John begins by citing C. S. Lewis and his description of how he struggled with the incessant demand by God that all creation praise him. Lewis confessed that God sounded like “a vain woman who wants compliments.” Then came the discovery that changed Lewis’s life too:

“But the most obvious fact about praise—whether of God or anything—strangely escaped me. I thought of it in terms of compliment, approval, or the giving of honor. I had never noticed that all enjoyment spontaneously overflows into praise. . . . The world rings with praise—lovers praising their mistresses, readers their favorite poet, walkers praising the countryside, players praising their favorite game—praise of weather, wines, dishes, actors, horses, colleges, countries, historical personages, children, flowers, mountains, rare stamps, rare beetles, even sometimes politicians and scholars. My whole, more general difficulty about the praise of God depended on my absurdly denying to us, as regards the supremely Valuable, what we delight to do, what indeed we can’t help doing, about everything else we value. I think we delight to praise what we enjoy because the praise not merely expresses but completes the enjoyment; it is its appointed consummation. It is not out of compliment that lovers keep on telling one another how beautiful they are, the delight is incomplete till it is expressed” (Reflections on the Psalms [New York: Harcourt, Brace & World, 1958], 93–95).

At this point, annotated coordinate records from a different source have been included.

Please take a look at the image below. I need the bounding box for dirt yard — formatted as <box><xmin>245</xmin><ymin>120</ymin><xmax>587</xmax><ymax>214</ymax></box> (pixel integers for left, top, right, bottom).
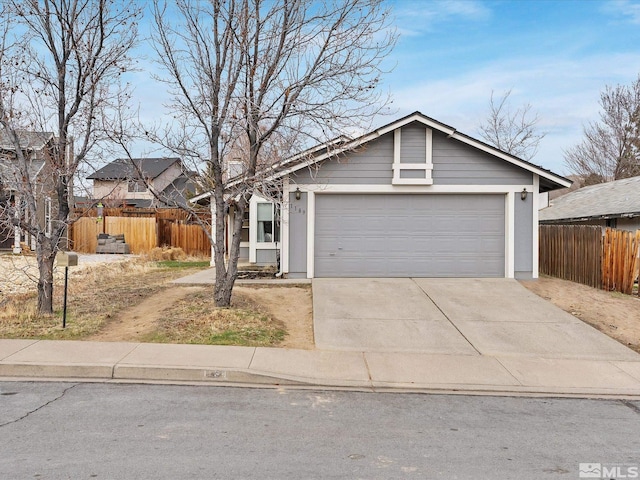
<box><xmin>520</xmin><ymin>277</ymin><xmax>640</xmax><ymax>352</ymax></box>
<box><xmin>0</xmin><ymin>255</ymin><xmax>640</xmax><ymax>352</ymax></box>
<box><xmin>87</xmin><ymin>285</ymin><xmax>314</xmax><ymax>350</ymax></box>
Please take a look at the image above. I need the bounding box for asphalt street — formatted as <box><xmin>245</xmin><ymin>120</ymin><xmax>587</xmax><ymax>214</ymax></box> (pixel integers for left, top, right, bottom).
<box><xmin>0</xmin><ymin>382</ymin><xmax>640</xmax><ymax>479</ymax></box>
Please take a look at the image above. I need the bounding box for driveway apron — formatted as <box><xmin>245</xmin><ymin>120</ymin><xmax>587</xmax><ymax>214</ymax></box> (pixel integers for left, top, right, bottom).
<box><xmin>313</xmin><ymin>278</ymin><xmax>639</xmax><ymax>361</ymax></box>
<box><xmin>313</xmin><ymin>278</ymin><xmax>478</xmax><ymax>355</ymax></box>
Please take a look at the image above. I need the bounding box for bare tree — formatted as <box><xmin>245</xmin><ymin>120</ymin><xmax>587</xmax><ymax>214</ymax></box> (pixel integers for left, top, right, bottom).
<box><xmin>147</xmin><ymin>0</ymin><xmax>396</xmax><ymax>306</ymax></box>
<box><xmin>479</xmin><ymin>90</ymin><xmax>546</xmax><ymax>161</ymax></box>
<box><xmin>564</xmin><ymin>76</ymin><xmax>640</xmax><ymax>182</ymax></box>
<box><xmin>0</xmin><ymin>0</ymin><xmax>141</xmax><ymax>314</ymax></box>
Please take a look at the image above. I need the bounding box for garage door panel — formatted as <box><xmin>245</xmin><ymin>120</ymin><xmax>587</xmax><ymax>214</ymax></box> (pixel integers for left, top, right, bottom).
<box><xmin>315</xmin><ymin>194</ymin><xmax>505</xmax><ymax>277</ymax></box>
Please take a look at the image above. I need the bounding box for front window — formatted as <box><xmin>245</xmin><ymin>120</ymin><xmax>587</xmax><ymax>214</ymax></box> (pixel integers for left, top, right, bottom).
<box><xmin>257</xmin><ymin>203</ymin><xmax>275</xmax><ymax>243</ymax></box>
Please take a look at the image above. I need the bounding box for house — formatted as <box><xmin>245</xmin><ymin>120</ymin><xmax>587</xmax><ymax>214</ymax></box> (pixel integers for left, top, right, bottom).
<box><xmin>539</xmin><ymin>177</ymin><xmax>640</xmax><ymax>231</ymax></box>
<box><xmin>87</xmin><ymin>158</ymin><xmax>196</xmax><ymax>208</ymax></box>
<box><xmin>0</xmin><ymin>131</ymin><xmax>62</xmax><ymax>253</ymax></box>
<box><xmin>198</xmin><ymin>112</ymin><xmax>571</xmax><ymax>279</ymax></box>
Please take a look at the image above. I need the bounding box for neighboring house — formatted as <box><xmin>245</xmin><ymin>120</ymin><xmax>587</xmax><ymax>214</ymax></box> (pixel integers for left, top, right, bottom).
<box><xmin>539</xmin><ymin>177</ymin><xmax>640</xmax><ymax>231</ymax></box>
<box><xmin>0</xmin><ymin>131</ymin><xmax>56</xmax><ymax>253</ymax></box>
<box><xmin>87</xmin><ymin>158</ymin><xmax>196</xmax><ymax>208</ymax></box>
<box><xmin>194</xmin><ymin>112</ymin><xmax>571</xmax><ymax>279</ymax></box>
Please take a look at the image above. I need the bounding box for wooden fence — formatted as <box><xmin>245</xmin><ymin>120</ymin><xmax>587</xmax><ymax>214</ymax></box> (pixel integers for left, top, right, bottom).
<box><xmin>539</xmin><ymin>225</ymin><xmax>640</xmax><ymax>294</ymax></box>
<box><xmin>69</xmin><ymin>209</ymin><xmax>211</xmax><ymax>257</ymax></box>
<box><xmin>539</xmin><ymin>225</ymin><xmax>602</xmax><ymax>288</ymax></box>
<box><xmin>602</xmin><ymin>228</ymin><xmax>640</xmax><ymax>295</ymax></box>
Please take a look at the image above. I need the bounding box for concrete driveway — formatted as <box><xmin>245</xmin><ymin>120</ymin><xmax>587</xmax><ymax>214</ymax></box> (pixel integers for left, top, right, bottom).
<box><xmin>313</xmin><ymin>278</ymin><xmax>639</xmax><ymax>361</ymax></box>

John then follows by teasing out this truth in a remarkable way. He writes:

“In other words, genuine, heartfelt praise is not artificially added to joy. It is the consummation of joy itself. The joy we have in something beautiful or precious is not complete until it is expressed in some kind of praise.

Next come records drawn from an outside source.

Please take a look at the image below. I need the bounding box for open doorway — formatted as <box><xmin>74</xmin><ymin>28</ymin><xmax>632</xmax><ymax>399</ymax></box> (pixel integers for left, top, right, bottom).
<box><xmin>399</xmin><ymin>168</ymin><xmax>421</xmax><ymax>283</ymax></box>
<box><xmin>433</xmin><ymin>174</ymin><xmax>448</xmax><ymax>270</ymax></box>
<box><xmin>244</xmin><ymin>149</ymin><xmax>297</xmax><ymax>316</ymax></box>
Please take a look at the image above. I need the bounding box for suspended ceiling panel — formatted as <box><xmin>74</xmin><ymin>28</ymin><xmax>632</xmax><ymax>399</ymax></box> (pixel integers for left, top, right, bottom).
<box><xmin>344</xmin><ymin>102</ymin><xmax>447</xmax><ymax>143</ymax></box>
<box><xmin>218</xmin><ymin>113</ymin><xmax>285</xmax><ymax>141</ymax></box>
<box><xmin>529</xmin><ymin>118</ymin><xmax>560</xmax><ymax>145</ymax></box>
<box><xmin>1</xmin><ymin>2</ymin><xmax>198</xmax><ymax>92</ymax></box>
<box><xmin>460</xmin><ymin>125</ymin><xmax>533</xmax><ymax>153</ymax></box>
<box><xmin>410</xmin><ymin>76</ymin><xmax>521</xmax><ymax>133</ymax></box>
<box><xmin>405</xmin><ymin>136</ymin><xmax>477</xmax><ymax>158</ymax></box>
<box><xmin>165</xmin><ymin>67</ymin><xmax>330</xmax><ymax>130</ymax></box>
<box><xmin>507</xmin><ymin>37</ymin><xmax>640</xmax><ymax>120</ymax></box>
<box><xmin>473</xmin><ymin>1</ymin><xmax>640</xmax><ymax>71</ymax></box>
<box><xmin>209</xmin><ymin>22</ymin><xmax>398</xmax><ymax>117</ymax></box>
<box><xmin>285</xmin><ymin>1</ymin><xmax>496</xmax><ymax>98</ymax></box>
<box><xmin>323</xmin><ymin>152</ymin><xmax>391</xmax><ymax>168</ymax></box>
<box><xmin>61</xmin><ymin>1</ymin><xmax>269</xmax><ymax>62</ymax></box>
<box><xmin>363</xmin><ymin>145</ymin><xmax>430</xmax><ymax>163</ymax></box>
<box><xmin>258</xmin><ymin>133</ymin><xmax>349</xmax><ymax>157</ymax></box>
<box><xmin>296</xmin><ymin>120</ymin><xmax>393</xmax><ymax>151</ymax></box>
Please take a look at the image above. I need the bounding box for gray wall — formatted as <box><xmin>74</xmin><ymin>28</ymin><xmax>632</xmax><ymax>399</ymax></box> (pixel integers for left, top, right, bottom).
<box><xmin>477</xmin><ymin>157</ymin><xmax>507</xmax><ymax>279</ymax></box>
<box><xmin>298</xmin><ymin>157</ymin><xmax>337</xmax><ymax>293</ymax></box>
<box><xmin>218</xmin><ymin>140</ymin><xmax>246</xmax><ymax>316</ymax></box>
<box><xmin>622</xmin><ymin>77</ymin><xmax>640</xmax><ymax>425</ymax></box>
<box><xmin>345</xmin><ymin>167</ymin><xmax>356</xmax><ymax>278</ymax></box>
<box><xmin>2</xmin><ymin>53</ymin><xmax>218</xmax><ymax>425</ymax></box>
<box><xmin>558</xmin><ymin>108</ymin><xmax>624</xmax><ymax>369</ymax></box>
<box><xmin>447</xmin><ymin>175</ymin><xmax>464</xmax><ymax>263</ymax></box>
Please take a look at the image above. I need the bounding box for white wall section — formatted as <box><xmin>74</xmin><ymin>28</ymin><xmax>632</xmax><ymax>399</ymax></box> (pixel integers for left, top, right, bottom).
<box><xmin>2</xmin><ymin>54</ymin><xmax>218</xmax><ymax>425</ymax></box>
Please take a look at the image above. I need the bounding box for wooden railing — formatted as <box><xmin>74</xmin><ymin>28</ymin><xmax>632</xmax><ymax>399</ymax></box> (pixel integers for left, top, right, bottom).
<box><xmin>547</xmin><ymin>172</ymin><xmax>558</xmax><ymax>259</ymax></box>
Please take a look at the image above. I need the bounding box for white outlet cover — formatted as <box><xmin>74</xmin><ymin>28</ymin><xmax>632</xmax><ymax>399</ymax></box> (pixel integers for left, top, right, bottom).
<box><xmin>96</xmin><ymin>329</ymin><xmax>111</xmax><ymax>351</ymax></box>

Lewis saw the implication of this for God’s seemingly vain command that we worship him. Now he saw that this was not vanity or megalomania. This was love. This was God seeking the consummation of our joy in what is supremely enjoyable—himself.

If God demeaned his supreme worth in the name of humility, we would be the losers, not God. God is the one being in the universe for whom self-exaltation is the highest virtue. For there is only one supremely beautiful being in the universe. There is only one all-satisfying person in the universe. And because of his supreme beauty and greatness, what the psalmist says in Psalm 16:11 is true: ‘In your presence there is fullness of joy; at your right hand are pleasures forevermore.’ If God hides that, or denies that, he might seem humble, but he would be hiding from us the very thing that would make us completely happy forever.

But if God loves us the way the Bible says he does, then he will give us what is best for us. And what is best for us is himself. So if God loves us fully, God will give us God, for our enjoyment and nothing less. But if our enjoyment is not complete until it comes to completion in praise, then God would not be loving if he was indifferent to our praise. If he didn’t pursue our praise in all that he does (as we have seen!), he would not be pursuing the fullness of our satisfaction. He would not be loving.

So what emerges is that God’s pervasive self-exaltation in the Bible— his doing everything to display his glory and to win our worship—is not unloving; it is the way an infinitely all-glorious God loves. His greatest gift of love is to give us a share in the very satisfaction that he has in his own excellence, and then to call that satisfaction to its fullest consummation in praise. This is why I maintain that the supremely authentic and intense worship of God’s worth and beauty is the ultimate aim of all his work and word” (Reading the Bible Supernaturally [Wheaton: Crossway, 2017], 58-59).

1 Comment

Dear Sam, I agree. Every Piper book seems to be the “ best” book on the planet. A whole world of thought seems to engulf every page. Each book seems as if we are holding in our hands a piece of Gold. I catch myself, after reading a page or two, looking around the room, thinking, this is the best thing I’ve ever seen. I’m looking forward to Pipers new book about the Sovereignty of God.